Der Bürgermeister handelt unwürdig, da er nur seiner Gier nach Macht folgt. D. Trump - ein weiteres Beispiel - geht es nicht darum, seinem Land zu dienen, sondern lediglich darum, die Macht und das Prestige des Amtes zu besitzen. Das missliche daran ist - und das hat Kant völlig klar gesehen (Vgl. die Tugendlehre AA 6) -, dass wir nie wissen können, ob eine Person würdig oder unwürdig gehandelt hat. Nicht einmal wir selbst können das wissen. Um das aber zu verstehen, muss man die Konzepte „Homo noumenon“ bzw. „Homo phänomenon“ kennen. Diese Unterscheidung führt allerdings von der Ethik Kants weg und zu seiner theoretischen Philosophie hin. Sie ist es aber auch, welche die Ethik Kants angreifbar macht, denn von einer „noumenalen Welt“ können wir aus prinzipiellen Gründen keine Kenntnisse haben. 

Nun bin ich doch ins Schreiben gekommen. Hoffentlich hat dir meine Erklärung weitergeholfen.

Wenn du ein Referat, oder dergleichen halten musst, eignet sich nichts so gut dafür, wie der „Beschluss“ aus der KpV.

Ich hoffe, dir ein wenig geholfen zu haben.

Woher ich das weiß:Studium / Ausbildung

Weil für Kant das Glück in erster Linie von subjektiven Meinungen und Erfahrungen geprägt ist, mithin also kein objektiver Begriff sein kann. An diesen setzte er dann den objektiven Begriff der "Würdigkeit zum Glück". Diese Würdigkeit soll man objektiv dann erreichen können, wenn man sich dem kategorischen Imperativ, sprich den moralischen Gesetzen unterordne.

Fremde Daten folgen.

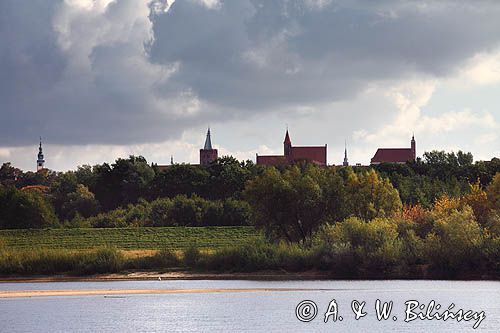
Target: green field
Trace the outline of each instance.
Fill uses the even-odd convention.
[[[113,246],[123,250],[184,249],[196,245],[217,249],[261,237],[253,227],[155,227],[0,230],[0,246],[8,249],[92,249]]]

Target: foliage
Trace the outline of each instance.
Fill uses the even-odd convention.
[[[472,209],[467,205],[438,207],[433,213],[434,227],[425,239],[432,268],[452,274],[478,268],[484,236]]]
[[[44,194],[0,185],[0,229],[44,228],[57,224],[54,209]]]
[[[124,257],[113,248],[86,252],[33,249],[0,249],[0,274],[114,273],[124,267]]]
[[[397,191],[374,170],[356,174],[313,165],[269,168],[245,190],[255,224],[275,239],[305,242],[326,221],[386,217],[401,208]]]
[[[351,217],[323,227],[318,240],[323,252],[330,253],[329,268],[348,269],[347,273],[351,274],[378,272],[383,275],[401,261],[402,241],[398,236],[397,225],[391,220],[377,218],[367,223]]]
[[[216,250],[198,260],[198,269],[254,272],[268,269],[303,271],[313,268],[313,251],[298,244],[255,240]]]
[[[488,201],[491,208],[500,211],[500,172],[498,172],[488,186]]]

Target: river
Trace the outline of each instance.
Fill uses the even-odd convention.
[[[127,293],[137,289],[147,291]],[[1,332],[500,332],[500,282],[495,281],[0,283],[0,292],[21,290],[99,294],[0,298]],[[377,300],[379,309],[393,302],[387,319],[377,319]],[[430,316],[463,309],[464,320],[426,316],[431,301]],[[408,312],[416,302],[425,309]],[[416,319],[405,321],[411,318]]]

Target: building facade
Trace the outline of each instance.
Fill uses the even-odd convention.
[[[370,164],[406,163],[417,158],[417,143],[415,136],[411,137],[410,148],[379,148],[372,157]]]
[[[296,147],[292,145],[288,130],[283,141],[283,155],[258,155],[256,162],[259,165],[287,165],[297,161],[308,161],[317,165],[326,165],[327,145]]]

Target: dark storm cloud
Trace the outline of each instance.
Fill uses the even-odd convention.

So in etwa die Kurzfassung ;-)


Kanatar  31.01.2017, 12:17

dafür, dass es so kurz ist, ist es aber sehr richtig. Ergänzend müsste man sagen, dass Kant den Anspruch hatte seine Ethik objektiv zu gestalten. Den KI könnte sogar ein Wesen anwenden, welches nicht von der Erde stammt.